Le contestó el Santo: "Bien sabes tú, que tan sólo puedo ofrecer sacrificios, al Dios verdadero, y que tus dioses no merecen tales ofrendas. Y en cuanto a tus amenazas, te digo que no puede acontecerme cosa más placentera, dulce y gloriosa, que dar la vida por Aquel que me la devolvió, después de haberla perdido, y que se dignó morir por mí, para que yo pueda sobrevivir eternamente".

Indignado y lleno de rabia, ante tan heroica respuesta, dió la orden de que le despedazasen con látigos, lo que se cumplió con tan inhumana crueldad, que su cuerpo manaba sangre por todas partes.

Después de esta dolorosa tortura, sigue diciendo una de las actas del glorioso mártir, se le arrastró cruelmente por toda la ciudad, y se le encerró posteriormente, en una prisión muy obscura, esperando a que se repusiese de sus heridas, para someterle a nuevos suplicios.

El Señor le visitó en su lúgubre calabozo, le fortificó para la hora del último combate, prometiéndole hacerle partícipe en el cielo, de las delicias de que gozan los Apóstoles.

El prefecto le invitó de nuevo a abjurar de su fe; pero inútilmente. Viendo que nada ni nadie, era capaz de doblegar el ánimo de Lázaro, mandó el prefecto, que aquél fuera atado a un poste, y atravesado por una lluvia de flechas.

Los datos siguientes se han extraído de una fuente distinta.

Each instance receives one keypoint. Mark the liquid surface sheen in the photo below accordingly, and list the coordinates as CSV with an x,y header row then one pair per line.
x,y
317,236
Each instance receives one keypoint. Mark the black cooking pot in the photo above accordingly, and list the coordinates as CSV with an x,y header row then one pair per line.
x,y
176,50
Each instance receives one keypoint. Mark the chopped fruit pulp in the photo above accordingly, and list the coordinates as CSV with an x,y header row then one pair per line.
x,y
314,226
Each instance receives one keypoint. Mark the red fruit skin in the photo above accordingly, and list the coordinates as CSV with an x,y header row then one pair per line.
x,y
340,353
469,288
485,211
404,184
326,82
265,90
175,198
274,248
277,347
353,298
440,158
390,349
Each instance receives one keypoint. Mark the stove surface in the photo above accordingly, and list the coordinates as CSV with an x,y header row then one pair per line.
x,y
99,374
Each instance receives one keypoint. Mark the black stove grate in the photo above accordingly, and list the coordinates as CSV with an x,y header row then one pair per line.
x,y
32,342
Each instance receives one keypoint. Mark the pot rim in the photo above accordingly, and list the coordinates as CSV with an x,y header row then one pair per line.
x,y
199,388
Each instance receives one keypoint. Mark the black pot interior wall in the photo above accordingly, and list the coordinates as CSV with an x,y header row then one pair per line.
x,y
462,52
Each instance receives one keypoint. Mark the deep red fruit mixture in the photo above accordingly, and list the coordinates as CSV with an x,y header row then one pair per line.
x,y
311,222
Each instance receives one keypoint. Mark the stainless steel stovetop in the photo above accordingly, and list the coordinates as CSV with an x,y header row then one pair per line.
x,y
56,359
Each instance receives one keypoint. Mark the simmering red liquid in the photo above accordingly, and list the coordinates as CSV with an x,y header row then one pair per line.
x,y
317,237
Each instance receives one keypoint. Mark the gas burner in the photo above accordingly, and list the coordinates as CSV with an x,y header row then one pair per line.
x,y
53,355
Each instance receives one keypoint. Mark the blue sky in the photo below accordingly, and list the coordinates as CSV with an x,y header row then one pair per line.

Como el Santo vivía aún, le aplicaron a las heridas planchas de hierro candente. En medio de este pavoroso suplicio sonreía el mártir, gozoso de sufrir por amor de su amigo Jesús. El juez puso término a su vida, cortándole la cabeza.

Oración: Te pedimos Señor y Dios nuestro, que por los méritos y la intercesión del amado San Lázaro, y de sus hermanas Marta y María, pueda nuestra casa y nuestro cuerpo, ser tu seguro refugio, preservándolos de toda corrupción, y así podamos merecer habitar las mansiones celestiales, que nos has prometido preparar. A Tí Señor, que eres nuestro Buen Pastor, y Vives y Reinas por Siempre, por los Siglos de los Siglos. Amén.